Ensuring there is adequate funding so managers can implement plans effectively. This may require seeking outside assistance from NGOs or government agencies if necessary since many countries lack sufficient funds to manage all their existing MPAs effectively without additional support from donors.
Everyone Can Do Something
Everyone can do something to help save the world’s coral reefs. Whether you are a student, a professional, or an individual with time to spare, there are many ways you can help.
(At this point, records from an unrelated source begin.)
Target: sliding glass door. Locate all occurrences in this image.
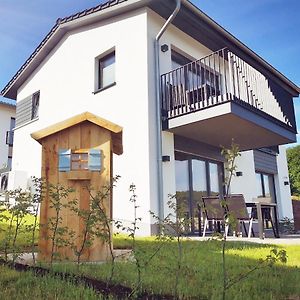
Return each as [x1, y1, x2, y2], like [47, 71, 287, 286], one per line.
[175, 152, 223, 234]
[256, 172, 276, 203]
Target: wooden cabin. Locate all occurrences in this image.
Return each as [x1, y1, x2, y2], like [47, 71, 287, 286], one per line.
[31, 112, 123, 261]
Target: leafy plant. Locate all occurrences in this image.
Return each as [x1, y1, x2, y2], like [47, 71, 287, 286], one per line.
[26, 177, 45, 265]
[86, 176, 121, 283]
[126, 184, 165, 298]
[2, 189, 31, 263]
[221, 142, 287, 300]
[46, 183, 77, 266]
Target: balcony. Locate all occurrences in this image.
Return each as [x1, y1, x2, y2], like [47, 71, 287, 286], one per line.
[161, 48, 296, 150]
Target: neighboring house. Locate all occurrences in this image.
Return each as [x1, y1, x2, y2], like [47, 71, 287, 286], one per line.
[2, 0, 300, 235]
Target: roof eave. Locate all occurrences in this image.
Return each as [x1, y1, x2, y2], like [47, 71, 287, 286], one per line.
[184, 0, 300, 97]
[0, 0, 152, 100]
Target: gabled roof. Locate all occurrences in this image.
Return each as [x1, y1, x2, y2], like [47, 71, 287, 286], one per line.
[0, 97, 16, 107]
[31, 112, 123, 155]
[0, 0, 128, 99]
[0, 0, 300, 99]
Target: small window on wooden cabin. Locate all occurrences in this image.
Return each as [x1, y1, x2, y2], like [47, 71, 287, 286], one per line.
[58, 149, 102, 172]
[71, 151, 89, 170]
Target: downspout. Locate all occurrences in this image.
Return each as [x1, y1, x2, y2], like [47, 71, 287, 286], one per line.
[154, 0, 181, 220]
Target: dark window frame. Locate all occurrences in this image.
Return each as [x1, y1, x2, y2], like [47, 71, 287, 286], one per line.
[31, 91, 40, 120]
[175, 150, 225, 235]
[95, 50, 116, 93]
[255, 171, 277, 203]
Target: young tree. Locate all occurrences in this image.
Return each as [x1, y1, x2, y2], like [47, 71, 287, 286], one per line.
[286, 145, 300, 196]
[26, 177, 45, 265]
[88, 175, 121, 283]
[46, 183, 77, 267]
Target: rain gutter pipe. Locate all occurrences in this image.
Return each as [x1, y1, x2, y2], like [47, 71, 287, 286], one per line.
[154, 0, 181, 220]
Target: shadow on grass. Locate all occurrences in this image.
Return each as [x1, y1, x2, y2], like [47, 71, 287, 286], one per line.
[2, 238, 300, 299]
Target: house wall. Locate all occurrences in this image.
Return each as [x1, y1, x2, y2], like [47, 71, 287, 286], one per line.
[13, 5, 292, 235]
[13, 9, 153, 235]
[0, 103, 16, 169]
[147, 10, 212, 220]
[148, 11, 291, 218]
[231, 146, 293, 219]
[274, 146, 293, 219]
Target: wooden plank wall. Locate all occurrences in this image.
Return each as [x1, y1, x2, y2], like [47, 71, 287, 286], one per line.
[39, 121, 112, 261]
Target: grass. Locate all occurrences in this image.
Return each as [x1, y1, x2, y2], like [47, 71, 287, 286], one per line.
[0, 210, 300, 299]
[0, 266, 104, 300]
[0, 211, 39, 252]
[51, 238, 300, 299]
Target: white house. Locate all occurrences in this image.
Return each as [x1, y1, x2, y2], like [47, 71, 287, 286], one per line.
[2, 0, 300, 235]
[0, 98, 16, 169]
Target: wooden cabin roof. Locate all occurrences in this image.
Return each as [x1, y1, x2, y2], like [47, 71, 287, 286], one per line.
[31, 112, 123, 155]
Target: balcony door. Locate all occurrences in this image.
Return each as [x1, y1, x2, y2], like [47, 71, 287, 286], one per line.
[175, 152, 223, 235]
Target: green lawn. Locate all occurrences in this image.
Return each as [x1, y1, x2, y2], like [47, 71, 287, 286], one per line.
[50, 238, 300, 299]
[0, 266, 103, 300]
[0, 212, 38, 252]
[0, 210, 300, 300]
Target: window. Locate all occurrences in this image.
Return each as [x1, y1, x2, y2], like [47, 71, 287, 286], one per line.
[255, 173, 276, 202]
[14, 91, 40, 127]
[71, 152, 89, 170]
[96, 51, 116, 90]
[31, 92, 40, 120]
[175, 151, 223, 234]
[58, 149, 102, 172]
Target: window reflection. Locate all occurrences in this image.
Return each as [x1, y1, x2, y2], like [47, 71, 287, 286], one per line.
[209, 163, 220, 195]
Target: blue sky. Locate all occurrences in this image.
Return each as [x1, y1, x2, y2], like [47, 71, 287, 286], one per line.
[0, 0, 300, 141]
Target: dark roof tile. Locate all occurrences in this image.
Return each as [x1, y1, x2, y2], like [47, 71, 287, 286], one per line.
[0, 0, 128, 95]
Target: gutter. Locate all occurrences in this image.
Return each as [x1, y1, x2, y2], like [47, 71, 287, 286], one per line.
[154, 0, 181, 220]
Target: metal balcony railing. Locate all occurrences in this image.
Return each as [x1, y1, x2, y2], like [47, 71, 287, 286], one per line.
[161, 48, 293, 127]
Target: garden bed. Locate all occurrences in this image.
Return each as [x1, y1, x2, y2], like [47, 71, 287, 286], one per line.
[0, 259, 174, 300]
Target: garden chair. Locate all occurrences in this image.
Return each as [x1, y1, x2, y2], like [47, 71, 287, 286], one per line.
[225, 194, 254, 238]
[202, 196, 228, 237]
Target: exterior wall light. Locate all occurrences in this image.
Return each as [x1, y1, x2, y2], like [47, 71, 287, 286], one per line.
[160, 44, 169, 52]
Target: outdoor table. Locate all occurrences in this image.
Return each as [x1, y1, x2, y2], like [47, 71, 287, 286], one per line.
[246, 202, 279, 239]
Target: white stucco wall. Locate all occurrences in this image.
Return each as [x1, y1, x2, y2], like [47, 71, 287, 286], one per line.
[147, 10, 212, 220]
[13, 10, 151, 234]
[231, 151, 257, 202]
[13, 5, 289, 235]
[0, 103, 16, 168]
[274, 146, 293, 219]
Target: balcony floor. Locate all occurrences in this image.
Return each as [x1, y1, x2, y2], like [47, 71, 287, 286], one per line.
[167, 102, 296, 150]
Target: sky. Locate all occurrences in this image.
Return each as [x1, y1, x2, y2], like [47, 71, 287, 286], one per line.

- Talk to your friends and family about the problem. The more people who know about it, the better.
- Donate money to help with research on these issues. While much is still unknown about how coral reefs work, scientists are constantly trying to learn more about them so that we can develop better solutions.
- Donate money for restoration efforts on these problems by giving directly or through reputable organizations.
- Donate time volunteering at one of these organizations so that they have enough manpower needed for their important work.
Although there are many things we can do to save the world’s coral reefs, one of the most important is educating people about what they can do to prevent further damage to these amazing ecosystems. By spreading awareness and encouraging others to get involved in protecting these special places, we can help ensure that our oceans will be around for future generations.